In continental Europe and China however, economic performance is far from stellar and in the case of the former, unprecedented monetary measures are on the cards in the form of quantative easing carried out from a single central bank across multiple independent sovereign debt issuers.
Given all this what should fixed income investors do? According to Rathbones fixed income manager Bryn Jones taking duration down a notch is the order of the day.
“The divergence between the US and UK on one hand and mainland Europe and China on the other reminds me of the old Levis advert with two horses pulling a pair of jeans in opposite directions,” he said. “In that case the jeans do not split however it’s a fallacy and the jeans will rip apart in reality,” he added.
“This is potentially very dangerous for fixed income markets so we are reducing duration in our portfolios,” Jones continued. “We are cutting back on long-dated Gilts and putting them into T-bills and floating rate notes,” he added.
Jones said that he considers the Gilt market very overpriced relative to the risk around at the moment with T- bills a better option. He is also reducing exposure to non-UK banks and placing a greater emphasis on in-house credit research to help him tackle the markets. “You need to be sure that you only buy assets which you can hold a long time if you have to due to the lack of liquidity in markets,” Jones noted.
He is not the only one who sees FRN’s as a good way for investors to add protection to portfolios. Last week M&G Investments announced the launch of a new fund specifically targeting a high exposure to FRN’s as a hedge against rising interest rates in the US and UK.

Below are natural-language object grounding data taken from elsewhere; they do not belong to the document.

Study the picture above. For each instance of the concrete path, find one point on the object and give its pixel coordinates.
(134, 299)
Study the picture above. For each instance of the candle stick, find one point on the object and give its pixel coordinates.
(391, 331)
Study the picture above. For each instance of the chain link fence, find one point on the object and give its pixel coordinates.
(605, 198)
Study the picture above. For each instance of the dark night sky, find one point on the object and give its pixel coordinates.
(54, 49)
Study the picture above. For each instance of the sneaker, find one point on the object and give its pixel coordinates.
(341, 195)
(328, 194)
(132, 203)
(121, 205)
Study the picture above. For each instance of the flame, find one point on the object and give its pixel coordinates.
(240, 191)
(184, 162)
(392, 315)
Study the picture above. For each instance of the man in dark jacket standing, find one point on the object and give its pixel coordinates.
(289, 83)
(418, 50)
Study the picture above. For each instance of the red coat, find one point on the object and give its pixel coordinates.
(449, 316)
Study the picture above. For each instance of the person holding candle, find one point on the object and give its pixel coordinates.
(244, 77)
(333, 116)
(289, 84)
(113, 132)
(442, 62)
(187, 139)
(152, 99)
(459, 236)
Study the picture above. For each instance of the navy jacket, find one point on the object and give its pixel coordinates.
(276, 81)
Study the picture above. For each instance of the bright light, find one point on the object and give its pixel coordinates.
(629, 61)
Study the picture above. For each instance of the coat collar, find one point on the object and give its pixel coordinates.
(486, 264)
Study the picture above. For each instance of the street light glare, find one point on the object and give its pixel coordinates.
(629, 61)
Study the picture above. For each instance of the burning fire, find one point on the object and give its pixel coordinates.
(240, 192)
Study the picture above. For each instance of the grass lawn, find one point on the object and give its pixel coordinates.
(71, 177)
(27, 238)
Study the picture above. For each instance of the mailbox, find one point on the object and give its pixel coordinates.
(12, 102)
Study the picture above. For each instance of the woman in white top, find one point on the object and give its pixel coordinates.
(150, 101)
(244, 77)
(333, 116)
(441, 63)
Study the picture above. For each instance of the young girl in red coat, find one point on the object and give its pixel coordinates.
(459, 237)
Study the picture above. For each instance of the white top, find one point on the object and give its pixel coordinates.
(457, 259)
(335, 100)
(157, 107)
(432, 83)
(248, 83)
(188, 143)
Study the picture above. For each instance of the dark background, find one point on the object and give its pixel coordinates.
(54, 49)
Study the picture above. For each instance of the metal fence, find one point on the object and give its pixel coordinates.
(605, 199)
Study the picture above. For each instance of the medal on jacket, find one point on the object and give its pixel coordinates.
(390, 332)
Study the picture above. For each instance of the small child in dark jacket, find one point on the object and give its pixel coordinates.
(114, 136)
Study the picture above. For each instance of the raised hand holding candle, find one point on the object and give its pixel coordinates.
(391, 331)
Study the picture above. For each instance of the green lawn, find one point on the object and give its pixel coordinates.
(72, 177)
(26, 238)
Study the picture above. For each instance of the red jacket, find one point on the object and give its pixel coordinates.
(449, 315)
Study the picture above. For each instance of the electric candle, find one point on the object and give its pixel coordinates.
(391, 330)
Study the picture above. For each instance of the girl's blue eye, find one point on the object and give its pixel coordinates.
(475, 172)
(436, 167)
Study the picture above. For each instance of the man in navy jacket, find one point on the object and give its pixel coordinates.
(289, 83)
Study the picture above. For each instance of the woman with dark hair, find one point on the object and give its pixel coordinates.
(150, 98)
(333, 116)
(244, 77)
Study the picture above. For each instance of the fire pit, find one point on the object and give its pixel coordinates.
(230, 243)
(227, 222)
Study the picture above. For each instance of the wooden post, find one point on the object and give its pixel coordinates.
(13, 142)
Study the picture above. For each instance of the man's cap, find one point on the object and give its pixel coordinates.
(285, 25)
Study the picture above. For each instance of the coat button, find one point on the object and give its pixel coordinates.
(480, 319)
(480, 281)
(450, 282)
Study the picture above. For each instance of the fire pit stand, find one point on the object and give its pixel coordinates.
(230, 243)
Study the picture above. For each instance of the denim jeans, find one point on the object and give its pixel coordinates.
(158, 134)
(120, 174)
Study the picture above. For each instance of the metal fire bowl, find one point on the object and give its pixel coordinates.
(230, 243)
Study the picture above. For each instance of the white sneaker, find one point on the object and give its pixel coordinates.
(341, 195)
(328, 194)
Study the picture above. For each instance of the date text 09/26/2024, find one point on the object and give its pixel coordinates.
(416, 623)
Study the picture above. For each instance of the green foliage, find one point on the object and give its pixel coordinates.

J.P. Morgan Asset Management’s global market strategist Kerry Craig describes the present conditions in world fixed income markets as ‘fear and loathing.’ In reference to the Hunter S Thomson novel.

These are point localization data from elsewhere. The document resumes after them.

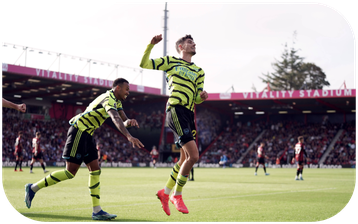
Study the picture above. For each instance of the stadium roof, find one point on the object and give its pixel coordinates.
(29, 85)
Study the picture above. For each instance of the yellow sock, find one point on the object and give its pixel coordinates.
(54, 178)
(94, 186)
(172, 179)
(181, 181)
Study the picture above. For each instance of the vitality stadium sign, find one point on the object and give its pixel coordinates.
(284, 94)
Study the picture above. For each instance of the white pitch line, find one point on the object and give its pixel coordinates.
(201, 199)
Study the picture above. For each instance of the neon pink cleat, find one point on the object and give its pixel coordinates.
(179, 204)
(164, 199)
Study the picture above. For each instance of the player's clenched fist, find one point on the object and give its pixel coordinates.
(156, 39)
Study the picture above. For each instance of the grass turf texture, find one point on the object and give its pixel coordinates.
(216, 195)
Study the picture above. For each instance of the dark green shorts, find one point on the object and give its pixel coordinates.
(181, 121)
(80, 147)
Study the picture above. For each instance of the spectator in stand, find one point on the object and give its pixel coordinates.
(8, 104)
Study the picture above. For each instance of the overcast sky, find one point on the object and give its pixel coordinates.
(236, 42)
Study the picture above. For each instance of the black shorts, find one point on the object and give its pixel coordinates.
(261, 160)
(181, 121)
(38, 156)
(80, 147)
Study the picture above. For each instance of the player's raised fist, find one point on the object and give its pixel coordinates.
(156, 39)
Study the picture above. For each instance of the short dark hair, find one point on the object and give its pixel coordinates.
(181, 41)
(119, 81)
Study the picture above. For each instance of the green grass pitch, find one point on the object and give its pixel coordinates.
(216, 195)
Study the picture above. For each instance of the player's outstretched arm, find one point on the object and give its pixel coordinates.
(145, 62)
(128, 122)
(118, 122)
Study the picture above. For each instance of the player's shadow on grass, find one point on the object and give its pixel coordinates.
(38, 217)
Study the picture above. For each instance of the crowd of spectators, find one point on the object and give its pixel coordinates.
(208, 125)
(281, 138)
(233, 142)
(344, 151)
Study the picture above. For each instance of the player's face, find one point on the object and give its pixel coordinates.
(122, 91)
(189, 46)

“In the book, nothing is as it seems, which has odd parallels with how the bond market has performed this year, going against many investors’ expectations,” Craig said. “[There is] fear over what might happen to the bond market if yields on government bonds continue to decline in the face of stronger economies in both the UK and US, and investors loathing that they may have missed out on this seemingly unexpected rally,” he added.